Tuesday, June 9, 2015

Significantly beyond simple quotidian failures

From 'Primates of Park Avenue,' Stranger Than Nonfiction by Megan McArdle.
Nonetheless, when excerpts from Wednesday Martin's new book, "Primates of Park Avenue," started appearing, my first suspicion was that however difficult it may be to exaggerate the crazy behavior of New York's wealthiest citizens, someone had finally managed it. For example, that piece on "wife bonuses" that took the Internet by storm. I don't find it hard to believe that some sad soul, somewhere, gives his wife annual performance reviews under appallingly transactional terms written into their prenup, and then doles out a bonus accordingly. It's a big, crazy world out there, and almost anything you can think of is probably being done by someone. I did find it very, very difficult to believe that this practice is anything like the broad subcultural phenomenon that the Times piece suggests. ("I don’t necessarily think it’s a trend or widespread," Martin told New York Magazine's Annie Lowrey, which is not exactly the impression I got from either the excerpt, or the book.)
The rest of the article is a pretty thorough evisceration of the empirical reliability of Wednesday Martin as an author.

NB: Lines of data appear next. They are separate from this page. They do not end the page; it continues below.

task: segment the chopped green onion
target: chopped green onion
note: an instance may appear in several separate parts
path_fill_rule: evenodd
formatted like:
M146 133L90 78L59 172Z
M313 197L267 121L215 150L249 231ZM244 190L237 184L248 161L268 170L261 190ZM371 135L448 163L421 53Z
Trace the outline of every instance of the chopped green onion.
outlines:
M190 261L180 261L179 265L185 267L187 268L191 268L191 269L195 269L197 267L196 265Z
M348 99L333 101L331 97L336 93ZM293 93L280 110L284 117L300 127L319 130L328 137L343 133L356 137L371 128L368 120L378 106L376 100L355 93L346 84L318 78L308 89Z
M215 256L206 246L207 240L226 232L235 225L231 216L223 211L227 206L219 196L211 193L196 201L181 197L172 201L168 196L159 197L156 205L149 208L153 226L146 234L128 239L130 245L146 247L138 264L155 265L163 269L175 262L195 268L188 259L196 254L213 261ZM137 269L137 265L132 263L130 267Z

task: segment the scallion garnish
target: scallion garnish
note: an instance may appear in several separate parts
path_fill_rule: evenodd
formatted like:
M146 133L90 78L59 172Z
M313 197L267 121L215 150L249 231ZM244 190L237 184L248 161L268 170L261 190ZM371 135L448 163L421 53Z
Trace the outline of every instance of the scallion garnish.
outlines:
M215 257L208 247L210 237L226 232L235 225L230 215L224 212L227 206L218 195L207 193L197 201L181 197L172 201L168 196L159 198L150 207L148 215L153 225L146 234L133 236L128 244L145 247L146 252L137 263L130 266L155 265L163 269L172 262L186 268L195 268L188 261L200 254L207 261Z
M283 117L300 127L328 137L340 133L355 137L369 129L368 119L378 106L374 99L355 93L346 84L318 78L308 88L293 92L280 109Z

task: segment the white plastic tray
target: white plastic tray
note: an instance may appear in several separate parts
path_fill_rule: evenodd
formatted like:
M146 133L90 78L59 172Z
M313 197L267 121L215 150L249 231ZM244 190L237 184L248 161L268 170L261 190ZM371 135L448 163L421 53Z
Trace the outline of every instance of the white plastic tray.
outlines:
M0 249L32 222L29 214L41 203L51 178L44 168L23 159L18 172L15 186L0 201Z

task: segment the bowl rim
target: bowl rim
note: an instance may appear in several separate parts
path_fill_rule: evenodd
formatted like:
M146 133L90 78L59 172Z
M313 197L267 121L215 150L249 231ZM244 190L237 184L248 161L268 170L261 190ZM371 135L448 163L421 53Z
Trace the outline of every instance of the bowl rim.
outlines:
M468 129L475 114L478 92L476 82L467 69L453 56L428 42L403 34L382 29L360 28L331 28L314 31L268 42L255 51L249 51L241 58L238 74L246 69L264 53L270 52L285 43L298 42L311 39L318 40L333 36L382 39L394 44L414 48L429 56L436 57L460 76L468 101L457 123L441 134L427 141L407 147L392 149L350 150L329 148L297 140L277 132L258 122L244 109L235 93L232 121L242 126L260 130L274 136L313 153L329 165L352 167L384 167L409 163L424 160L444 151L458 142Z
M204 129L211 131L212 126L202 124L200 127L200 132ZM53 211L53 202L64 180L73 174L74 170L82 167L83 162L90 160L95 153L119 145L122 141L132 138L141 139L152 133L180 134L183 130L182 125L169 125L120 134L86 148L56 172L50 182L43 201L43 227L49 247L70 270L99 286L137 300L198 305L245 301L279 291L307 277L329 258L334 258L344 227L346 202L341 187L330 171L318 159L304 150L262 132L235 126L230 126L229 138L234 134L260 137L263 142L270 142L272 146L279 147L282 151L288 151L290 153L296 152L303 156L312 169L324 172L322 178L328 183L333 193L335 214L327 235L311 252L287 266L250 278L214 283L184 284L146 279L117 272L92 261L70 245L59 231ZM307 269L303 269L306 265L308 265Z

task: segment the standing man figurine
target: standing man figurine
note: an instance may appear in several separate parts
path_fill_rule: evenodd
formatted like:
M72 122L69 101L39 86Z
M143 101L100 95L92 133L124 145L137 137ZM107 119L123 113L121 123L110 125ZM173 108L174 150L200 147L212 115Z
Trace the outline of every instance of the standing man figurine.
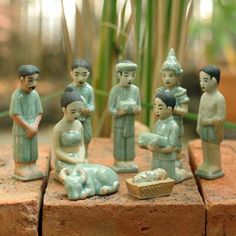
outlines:
M129 60L116 64L118 84L110 91L108 109L113 116L113 169L118 173L137 172L134 163L135 115L141 111L139 88L132 84L137 65Z
M88 162L88 146L91 142L93 131L91 124L91 114L95 111L94 92L91 85L86 81L91 73L90 64L82 59L76 59L71 65L71 77L73 82L69 86L73 87L84 100L79 120L84 129L85 162Z
M159 92L154 99L154 113L157 117L153 133L143 133L139 144L152 152L151 169L166 170L168 176L176 183L192 177L192 173L175 166L178 144L178 125L173 118L176 98L170 92Z
M39 69L33 65L18 68L20 88L11 96L10 116L13 119L14 161L12 176L16 180L31 181L42 179L45 174L38 170L37 133L42 118L42 105L35 90Z
M223 139L223 123L226 117L224 96L218 91L220 69L208 65L199 72L201 96L197 133L202 141L203 162L195 174L204 179L224 176L221 167L220 143Z
M163 87L157 89L158 92L170 92L176 98L176 106L173 110L173 117L178 124L178 139L176 146L176 166L181 167L182 159L182 136L184 133L183 117L188 113L189 97L187 96L187 90L180 86L180 76L183 74L183 69L177 61L175 51L170 49L169 54L162 65L161 77Z

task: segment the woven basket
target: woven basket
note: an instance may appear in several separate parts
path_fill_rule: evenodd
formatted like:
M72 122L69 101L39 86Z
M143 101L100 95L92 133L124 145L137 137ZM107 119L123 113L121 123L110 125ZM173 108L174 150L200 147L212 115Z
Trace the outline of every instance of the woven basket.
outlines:
M139 199L147 199L170 195L175 181L167 178L159 181L133 183L133 179L130 178L126 180L126 185L131 195Z

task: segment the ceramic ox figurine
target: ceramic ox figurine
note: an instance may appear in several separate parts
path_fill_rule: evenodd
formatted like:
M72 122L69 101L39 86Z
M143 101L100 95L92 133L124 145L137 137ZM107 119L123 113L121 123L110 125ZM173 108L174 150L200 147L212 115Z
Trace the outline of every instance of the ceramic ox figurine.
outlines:
M223 123L226 105L218 91L220 69L214 65L203 67L199 72L201 96L197 133L202 141L203 162L195 174L204 179L216 179L224 175L221 166L220 143L223 139Z
M64 185L70 200L110 194L119 187L118 175L112 169L83 164L86 154L83 126L79 121L83 102L77 91L67 87L61 97L64 116L53 129L54 178Z
M71 65L71 77L73 82L69 85L82 97L84 105L81 109L79 120L84 129L85 160L88 161L88 146L92 139L91 114L95 111L94 92L87 83L91 75L90 64L82 59L76 59Z
M176 98L173 94L157 93L154 100L154 113L158 120L154 131L140 134L138 143L141 148L152 151L152 170L164 169L171 179L181 182L191 178L192 174L185 169L175 167L175 149L178 143L178 125L172 116L175 104Z
M133 85L137 65L132 61L116 64L118 84L110 91L108 109L113 116L113 169L118 172L137 172L134 163L135 116L141 111L139 88Z
M158 92L170 92L176 98L176 106L173 110L173 118L176 121L178 129L178 138L175 152L177 154L176 166L181 167L182 154L182 136L184 132L183 117L188 113L189 98L187 90L180 86L180 76L183 74L183 69L176 59L175 51L170 49L169 54L161 68L161 78L163 87L157 89Z
M37 91L39 69L33 65L18 68L20 87L11 96L9 115L13 119L13 155L16 180L42 179L45 174L38 170L37 133L42 118L42 105Z

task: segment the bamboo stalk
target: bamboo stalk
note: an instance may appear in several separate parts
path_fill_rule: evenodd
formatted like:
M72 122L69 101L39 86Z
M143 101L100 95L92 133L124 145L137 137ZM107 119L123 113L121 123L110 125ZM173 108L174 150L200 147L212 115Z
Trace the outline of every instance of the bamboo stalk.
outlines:
M72 63L72 47L71 47L71 42L70 42L70 36L69 36L69 30L67 27L66 23L66 16L65 16L65 11L64 11L64 3L63 0L61 0L61 9L62 9L62 31L63 31L63 36L64 36L64 42L65 42L65 48L66 48L66 55L67 55L67 69L69 73L69 68Z
M192 16L193 12L193 1L190 0L187 4L187 9L186 9L186 17L184 18L184 23L183 23L183 30L181 31L181 36L180 36L180 50L179 50L179 62L183 63L184 61L184 56L186 53L186 43L187 43L187 36L188 36L188 30L189 30L189 22Z

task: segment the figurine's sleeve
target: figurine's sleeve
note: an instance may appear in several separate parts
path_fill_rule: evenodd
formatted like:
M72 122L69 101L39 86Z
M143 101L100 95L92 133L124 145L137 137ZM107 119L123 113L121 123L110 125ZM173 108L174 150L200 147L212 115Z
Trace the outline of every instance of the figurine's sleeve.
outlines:
M14 92L11 96L9 115L22 115L20 98L18 98L17 93Z
M89 90L89 100L87 103L87 108L90 112L95 111L94 92L92 87Z
M43 113L43 107L42 107L42 103L41 103L40 97L39 97L37 92L36 92L35 95L36 95L35 96L36 97L36 104L35 105L36 105L37 114L42 114Z
M140 92L138 87L137 87L137 105L141 108Z
M189 103L190 99L187 95L187 90L182 89L180 96L178 97L179 104Z
M178 126L174 124L170 127L168 146L175 147L178 139Z
M115 116L117 113L117 107L116 107L116 90L114 88L111 89L111 92L109 94L108 99L108 110L109 112Z

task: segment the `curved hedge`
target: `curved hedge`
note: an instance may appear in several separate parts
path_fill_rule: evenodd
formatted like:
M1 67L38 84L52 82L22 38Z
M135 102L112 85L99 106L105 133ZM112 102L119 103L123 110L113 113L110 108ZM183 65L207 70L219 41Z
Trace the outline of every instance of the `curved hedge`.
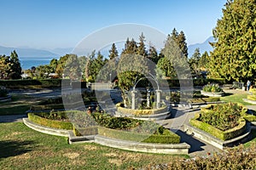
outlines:
M244 118L241 118L239 120L239 125L235 127L234 128L222 131L212 125L198 121L197 119L200 116L200 114L195 114L195 118L190 119L190 124L222 140L229 140L234 139L241 134L246 130L246 121L244 120Z
M67 130L73 129L73 124L69 122L50 120L50 119L41 117L33 113L28 113L27 116L28 116L28 119L31 122L35 122L37 124L40 124L53 128L60 128L60 129L67 129Z
M167 132L168 131L168 132ZM180 137L166 129L164 134L139 133L99 127L98 133L108 138L145 143L179 144Z
M132 109L121 107L119 105L117 105L117 110L124 114L142 116L142 115L154 115L154 114L166 112L168 110L168 107L164 106L160 109L153 109L153 110L132 110Z

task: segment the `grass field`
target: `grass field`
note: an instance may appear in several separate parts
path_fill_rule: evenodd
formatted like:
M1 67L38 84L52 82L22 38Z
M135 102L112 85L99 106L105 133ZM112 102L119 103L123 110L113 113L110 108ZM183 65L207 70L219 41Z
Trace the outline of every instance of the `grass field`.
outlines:
M32 105L38 102L38 99L26 95L12 94L12 100L0 103L1 115L24 115Z
M0 123L0 169L131 169L188 156L136 153L95 144L68 144L23 123Z

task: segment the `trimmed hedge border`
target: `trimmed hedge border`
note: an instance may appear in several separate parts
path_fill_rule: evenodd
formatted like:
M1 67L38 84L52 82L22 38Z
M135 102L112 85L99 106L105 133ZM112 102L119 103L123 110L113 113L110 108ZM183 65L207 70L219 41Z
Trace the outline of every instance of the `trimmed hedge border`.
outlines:
M167 129L166 129L167 130ZM134 132L121 131L111 128L99 127L98 133L102 136L121 140L131 140L144 143L159 143L159 144L179 144L180 136L170 132L168 135L165 134L147 134Z
M224 95L224 92L211 93L211 92L205 92L203 90L201 91L201 94L202 95L209 96L209 97L221 97Z
M53 128L73 130L73 124L68 122L49 120L37 116L33 113L28 113L27 116L28 116L28 120L39 125L43 125Z
M153 109L153 110L132 110L132 109L127 109L119 106L117 105L117 111L123 113L123 114L128 114L128 115L135 115L135 116L143 116L143 115L156 115L163 112L168 111L168 107L164 106L160 109Z
M244 118L241 118L239 121L239 125L234 128L227 131L222 131L212 127L212 125L198 121L197 119L199 117L200 114L195 114L195 118L189 120L190 124L224 141L234 139L246 130L246 121Z

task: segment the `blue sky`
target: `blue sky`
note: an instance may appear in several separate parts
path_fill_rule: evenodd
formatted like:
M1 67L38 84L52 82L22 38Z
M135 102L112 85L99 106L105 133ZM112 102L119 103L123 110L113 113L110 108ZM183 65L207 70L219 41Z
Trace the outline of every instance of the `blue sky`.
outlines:
M0 0L0 46L73 48L116 24L183 31L188 44L212 36L226 0ZM147 37L146 37L147 39Z

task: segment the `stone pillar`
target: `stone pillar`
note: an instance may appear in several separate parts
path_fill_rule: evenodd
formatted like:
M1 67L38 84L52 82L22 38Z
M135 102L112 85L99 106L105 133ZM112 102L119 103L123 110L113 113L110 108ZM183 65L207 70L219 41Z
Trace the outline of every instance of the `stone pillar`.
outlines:
M147 107L150 107L150 91L147 90Z
M161 90L155 90L156 92L156 108L159 109L160 107L160 99L161 99Z
M135 110L136 108L136 101L135 101L135 96L136 96L136 90L131 91L131 109Z

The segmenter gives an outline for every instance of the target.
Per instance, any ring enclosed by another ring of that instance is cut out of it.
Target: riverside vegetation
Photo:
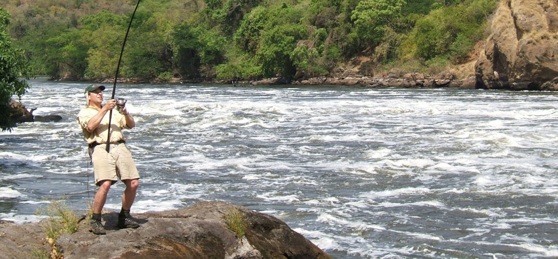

I know its not true but you almost can't help thinking: Is there anything being published these days that you can come close to trusting?
Anthropological Frauds
Primates of Park Avenue committed by Wednesday Martin
On the Run committed by Alice Goffman

Police Brutality Frauds
McKinney Brawl Another Rush to Misjudgment? exposed by Andrew Branca
Michael Brown and Ferguson summarized by Legal Insurrection

Campus Rape Epidemic Frauds
UVA Hoax committed by Sabrina Rubin Erdely
Emma Sulkowicz Hoax exposed by Cathy Young
That's all roughly within the last six months. These are not local abnormalities. These are national stories held to be hugely revealing of some underlying tragedy or pathology and then essentially having to be retracted in near toto once the facts were brought into the conversation.

Mistakes, errors, biases. All par for the course but these examples seem to go way beyond those quotidian failings. What's going on here? Seems like an awful lot of major retractions going on.